Quem é o Padre Nazário? A sua figura tem sido, por vezes, comparada à de Jesus, outras, à de D. Quixote. Segundo Buñuel, seria um “Quixote do sacerdócio que, em vez de seguir o exemplo das novelas de cavalaria, segue o dos Evangelhos”. Então, as duas mulheres que o acompanham na sua peregrinação seriam Sancho Pança ou os apóstolos… Nazário é, antes de tudo, um homem generoso e altruísta, que se despoja do pouco que tem para o oferecer àqueles que julga serem mais necessitados.

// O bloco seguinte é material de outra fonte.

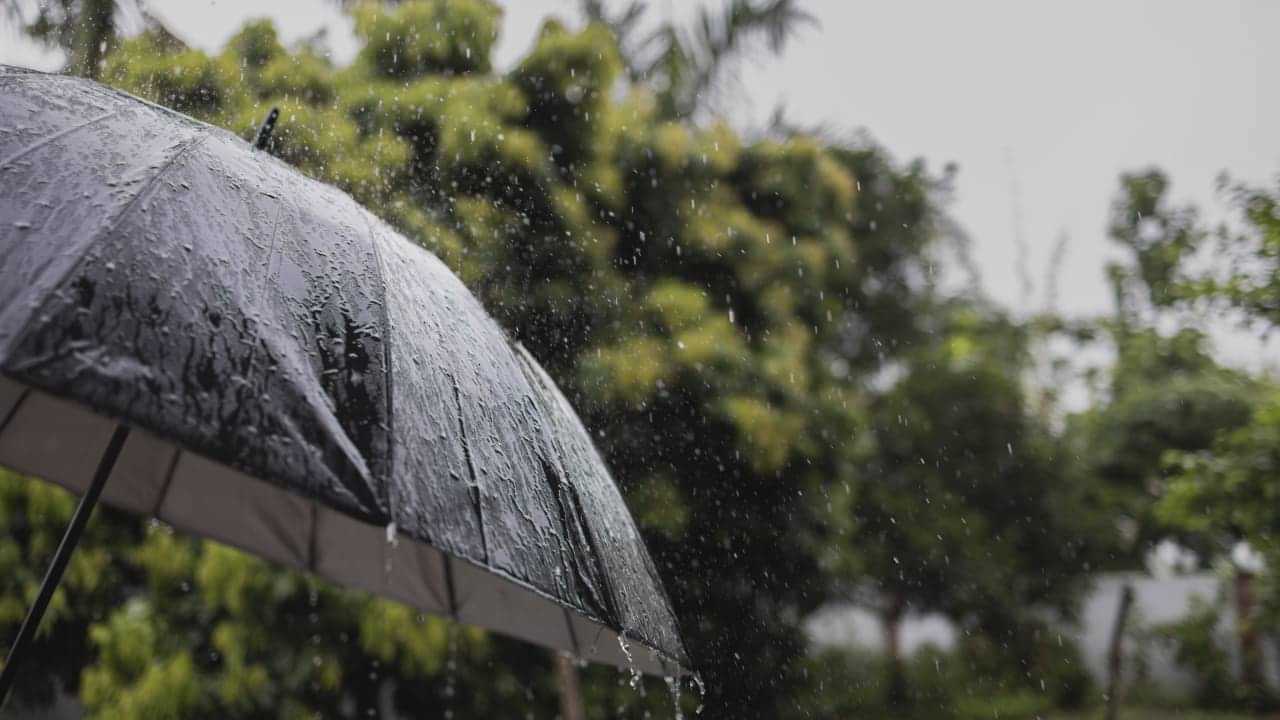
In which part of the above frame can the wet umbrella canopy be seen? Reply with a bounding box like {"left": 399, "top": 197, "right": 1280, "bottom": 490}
{"left": 0, "top": 65, "right": 687, "bottom": 691}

E, como tal, numa sociedade onde todos pensam, antes de tudo, em si mesmos, é tido como um louco ou como um santo. Em todo o caso como um corpo estranho na sociedade a que pertence. Mesmo aos olhos da Igreja, o seu comportamento ofende a “dignidade sacerdotal”. Buñuel transpôs para o México a história de Pérez Galdós e foi acusado de ter inventado um México que não existe. Nunca aí, disse-se, três prostitutas insultariam um sacerdote. Mas, essa história, respondeu Buñuel, poder-se-ia ter passado no México ou em qualquer outra parte do mundo onde um homem assim apareça. 
 
Obrigado a fugir da povoação, descalço, porque ofereceu as suas botas a uma pessoa doente, e mal vestido, porque as suas roupas foram roubadas por alguém que se apresentou como um padre, Nazário inicia uma peregrinação que é uma verdadeira subida ao Calvário. Das suas melhores intenções, resultam consequências nefastas. Cuida uma mulher ferida numa rixa e é acusado de esconder uma assassina, oferece-se para trabalhar em troca de comida e provoca um tiroteio entre o patrão e os outros trabalhadores, procura consolar uma moribunda, mas ela não quer Deus, mas Juan, o seu marido, que o expulsa de sua casa. 
 
Depois de preso, quando parece reviver a experiência do “bom e do mau ladrão”, pergunta ao primeiro: “Gostavas de mudar a tua vida?” e explica-lhe como isso seria fácil. Mas, ele responde-lhe: “E tu, gostarias de mudar a tua?” E acrescenta: “Tu pelo bem e eu pelo mal… Nenhum de nós serve para nada”. 

No final, Aranda, a prostituta acusada de assassínio, foi presa e obrigada a abandonar um amor finalmente encontrado. E a bela e amável Beatriz acabou por se render de novo ao macho que a despreza, mas subjuga. 
 
Quanto a Nazário, prisioneiro e à guarda de um soldado, encontra uma vendedora que lhe oferece um ananás que ele começa por recusar. Mas, depois, arrepende-se, volta atrás e é abraçado ao fruto que prossegue o caminho que o há-de conduzir à prisão ou à morte. Será essa a única recompensa da sua vida?